7/10
A Little Bit Too Twee
22 November 2008
Warning: Spoilers
Coming 3 years after the even more insipid 'Logan's Run', Micheal York and Jenny Agutter are paired-up again in more conservative dress, but this time they're in the past instead of the future.

Under wicked Kaiser Wilhelm, the Germans are plotting a covert sea-borne invasion of Britain. An English holiday-maker accidentally stumbles upon their scheme whilst sailing.

It's a very slowly evolving drama, played almost as shallowly as the waters they navigate. Fay Mr York may be handsome in an artist's model sort of way but never passes for an action man. His effeminate voice certainly doesn't help. Jenny Agutter does her usual pose of fresh-faced innocence with which she was invariably been typecast. I met her a few months ago in Camberwell, and apart from a few eye-lines hasn't changed all that much.
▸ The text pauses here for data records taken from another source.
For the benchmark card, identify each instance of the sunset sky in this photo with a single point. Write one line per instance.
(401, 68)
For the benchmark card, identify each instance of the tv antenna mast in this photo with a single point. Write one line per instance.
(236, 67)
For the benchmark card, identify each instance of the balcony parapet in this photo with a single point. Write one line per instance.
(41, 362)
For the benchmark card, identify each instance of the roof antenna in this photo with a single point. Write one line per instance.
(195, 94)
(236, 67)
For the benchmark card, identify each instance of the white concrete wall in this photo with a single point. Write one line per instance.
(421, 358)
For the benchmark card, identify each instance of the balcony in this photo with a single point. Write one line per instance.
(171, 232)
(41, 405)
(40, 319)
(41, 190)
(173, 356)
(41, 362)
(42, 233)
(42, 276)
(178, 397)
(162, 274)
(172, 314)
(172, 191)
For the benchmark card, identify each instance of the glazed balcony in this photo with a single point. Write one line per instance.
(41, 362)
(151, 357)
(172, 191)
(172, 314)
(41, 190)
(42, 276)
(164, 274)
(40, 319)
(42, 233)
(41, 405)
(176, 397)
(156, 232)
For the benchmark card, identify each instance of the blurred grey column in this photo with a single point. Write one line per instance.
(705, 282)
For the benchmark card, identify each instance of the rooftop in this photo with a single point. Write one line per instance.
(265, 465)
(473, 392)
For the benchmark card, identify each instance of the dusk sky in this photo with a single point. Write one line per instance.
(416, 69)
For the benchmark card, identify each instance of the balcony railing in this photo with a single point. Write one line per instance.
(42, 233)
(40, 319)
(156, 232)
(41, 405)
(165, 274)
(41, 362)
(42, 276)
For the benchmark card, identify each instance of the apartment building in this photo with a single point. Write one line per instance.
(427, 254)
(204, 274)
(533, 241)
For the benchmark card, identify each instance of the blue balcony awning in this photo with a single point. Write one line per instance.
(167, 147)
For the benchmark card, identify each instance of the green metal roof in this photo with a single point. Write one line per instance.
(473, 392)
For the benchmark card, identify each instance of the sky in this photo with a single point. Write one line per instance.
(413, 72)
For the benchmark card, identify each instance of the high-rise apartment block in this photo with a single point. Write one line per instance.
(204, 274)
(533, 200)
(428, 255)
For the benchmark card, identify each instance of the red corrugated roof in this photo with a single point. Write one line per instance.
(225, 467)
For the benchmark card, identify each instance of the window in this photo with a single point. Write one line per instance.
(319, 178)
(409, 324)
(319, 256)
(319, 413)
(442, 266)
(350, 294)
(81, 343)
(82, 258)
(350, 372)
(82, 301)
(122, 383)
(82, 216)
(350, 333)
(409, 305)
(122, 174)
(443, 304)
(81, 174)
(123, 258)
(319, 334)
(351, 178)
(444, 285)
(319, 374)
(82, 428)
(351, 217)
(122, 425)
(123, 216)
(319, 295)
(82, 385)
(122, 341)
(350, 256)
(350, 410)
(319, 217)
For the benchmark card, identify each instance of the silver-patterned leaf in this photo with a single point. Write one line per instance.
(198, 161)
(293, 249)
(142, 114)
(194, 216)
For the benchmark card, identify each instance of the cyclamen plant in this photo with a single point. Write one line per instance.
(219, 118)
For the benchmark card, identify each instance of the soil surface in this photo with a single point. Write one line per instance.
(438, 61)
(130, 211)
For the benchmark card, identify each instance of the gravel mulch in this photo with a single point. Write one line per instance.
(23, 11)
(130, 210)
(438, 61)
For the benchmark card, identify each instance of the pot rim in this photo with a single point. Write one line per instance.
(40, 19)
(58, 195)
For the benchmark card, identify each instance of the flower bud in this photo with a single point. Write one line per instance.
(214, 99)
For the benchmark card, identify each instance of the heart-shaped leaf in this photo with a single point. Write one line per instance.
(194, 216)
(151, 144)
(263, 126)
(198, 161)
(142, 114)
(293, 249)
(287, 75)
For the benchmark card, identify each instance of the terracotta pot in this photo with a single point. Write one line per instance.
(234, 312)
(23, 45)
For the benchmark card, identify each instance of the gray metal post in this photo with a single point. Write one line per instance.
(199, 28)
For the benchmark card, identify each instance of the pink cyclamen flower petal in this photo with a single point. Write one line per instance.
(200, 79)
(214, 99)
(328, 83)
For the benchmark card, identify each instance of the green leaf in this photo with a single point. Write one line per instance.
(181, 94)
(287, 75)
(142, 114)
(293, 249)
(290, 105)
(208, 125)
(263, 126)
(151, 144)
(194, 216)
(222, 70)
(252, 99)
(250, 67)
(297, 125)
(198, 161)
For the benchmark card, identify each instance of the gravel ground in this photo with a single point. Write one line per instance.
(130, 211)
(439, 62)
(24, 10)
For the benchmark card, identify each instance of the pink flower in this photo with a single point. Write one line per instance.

Unlike most of the genre, ie; spying, sabotage, etc; the pace is largely unhurried, with none of the untimely shocks or bloody murders one usually associates with the genre. The relaxed and rather light-hearted way in which the story unfolds seems to hark back to a more civilised time. The whole production is reminiscent of 'The Railway Children', as though primarily aimed at kids. It's not just as if the plot is set in the early part of the 20th century, but is being narrated from the same perspective. That's cleverly done (if it was intended) but even for 1979 vintage the style requires a little getting used to. It's constantly on the edge of becoming boring - which is what sailing is like if you're used to powerboats. Though it usually manages to right itself before complete capsize.

Photography is sympathetically worked, giving an excellent sense of obscurity. And combined with the reflective music score together they lend the movie a 'water-colour' feel.

Compared to modern productions with their frenetic cut-and-cut-again editing, confrontational in-you-face drama, and flair for the overstatement, the movie really does seem like a postcard from the past. But that's not to say it isn't engaging and a pleasure to see.

If it's on the telly (typically Saturday afternoon) and I've nothing else to do then I can't help watching it. Though I'm never quite satisfied with it at the end. It seems to lack something, but I don't know quite what. Maybe I've just watched too many 'action' movies.